Na sua avaliação, o cenário político não poderia ser mais desastroso para os povos indígenas. “Colocar os ruralistas responsáveis pela demarcação significa inviabilizar completamente esse processo”, afirma numa crítica à medida, um gesto claro de agrado a esse grupo, base de apoio do governo. Segundo a Constituição Federal, em seu artigo 231, as terras indígenas são um direito originário, isto é, anterior à criação do Estado, que é responsável pela sua implementação.
A Funai, em seu estatuto, traz como deveres não só a demarcação, como também a delimitação, regularização e registro das terras indígenas. Como se não bastasse, o órgão tem o encargo de monitorar e fiscalizar essas terras, além de coordenar a garantir a implementação de políticas de proteção aos povos isolados e recém-contatados.
Em levantamento de 2017 feito pela agência Aos Fatos em parceria com o site The Intercept, a Funai despendia 12 reais por índio. O orçamento do órgão, que naquele momento já vinha de uma queda, se agravou ao ponto de hoje ele sofrer com um contingenciamento de 90% de seus recursos, além de falta de servidores. “Então, a Funai evidentemente não consegue realizar suas responsabilidades não por incompetência de sua administração, mas sobretudo porque existe um sucateamento intencional, do ponto de vista financeiro, pensado para fazê-la não funcionar. E isso não é de hoje”, aponta Karen.
Quando o discurso vira realidade
É normal que presidentes façam diversas promessas durante a campanha. É comum também que muitas delas não saiam do campo das ideias. Mas com Bolsonaro, no que se refere à questão indígena, não foram precisos seis meses para o prometido se cumprir. “Se eu me tornar presidente, não haverá um centímetro quadrado de terra designada para reservas indígenas”, afirmou ele num evento de campanha em 2017. Atualmente, crescem relatos não só de invasões de terras indígenas, como também de violência contra membros das aldeias. Segundo o Conselho Indigenista Missionário (Cimi), as invasões cresceram 150% desde que Bolsonaro foi eleito.
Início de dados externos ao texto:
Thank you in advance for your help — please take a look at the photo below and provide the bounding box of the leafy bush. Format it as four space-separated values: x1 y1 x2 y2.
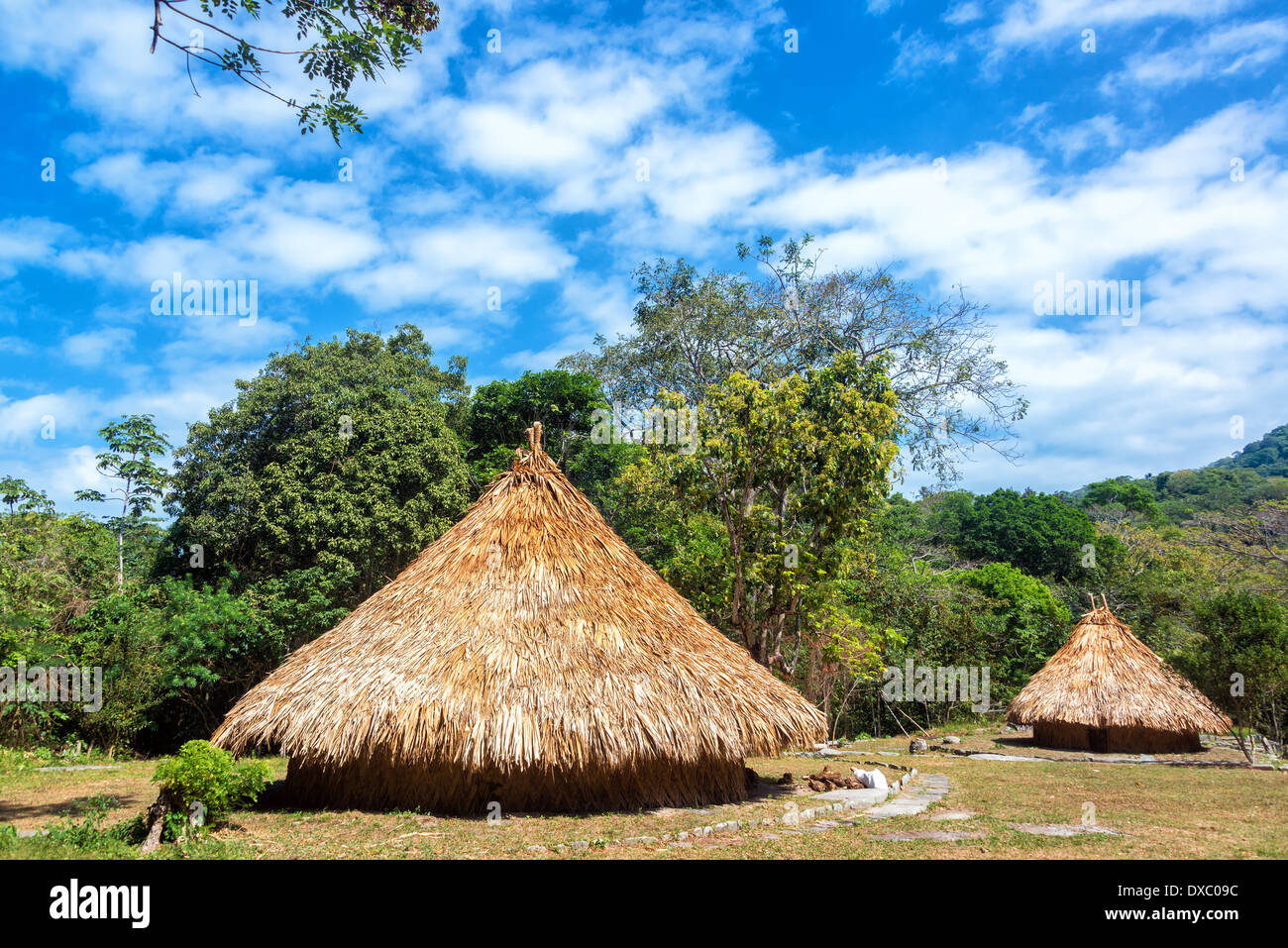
152 741 268 824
“Aumenta a confiança por parte dos detentores de terras para expandir pasto, plantação, garimpagem, extração ilegal de madeira”, é como explica Karen, apontando que tais agentes confiam cada vez mais na impunidade. “Há um descrédito às operações contrárias ao desmatamento. Então, tudo isso dá segurança para essas pessoas infringirem a lei”.
O elo entre o habitante e o habitat
Ao mencionar o desmatamento, Karen evidencia que a proteção ambiental está intimamente ligada à preservação de povos indígenas. “Recentemente, tem-se reconhecido cada vez mais o papel dos povos indígenas para a conservação e produção da biodiversidade. Num contexto em que catástrofes ambientais e extinção de espécies animais tornam-se cada vez mais comuns, conforme a pesquisadora, “povos que têm um modo de vida e conhecimentos que preservam a natureza são uma espécie de salvação planetária. Um pensamento minimamente razoável estaria preocupado”. Para ela, as pessoas que vivem nas reservas “estão explorando, porque terra para povos indígenas não é um recurso, uma mercadoria. Eles estão lá numa relação que é ecologicamente rica. Onde há índios, há florestas – e vice-versa, porque são eles que a cultivam, garantem e conservam”.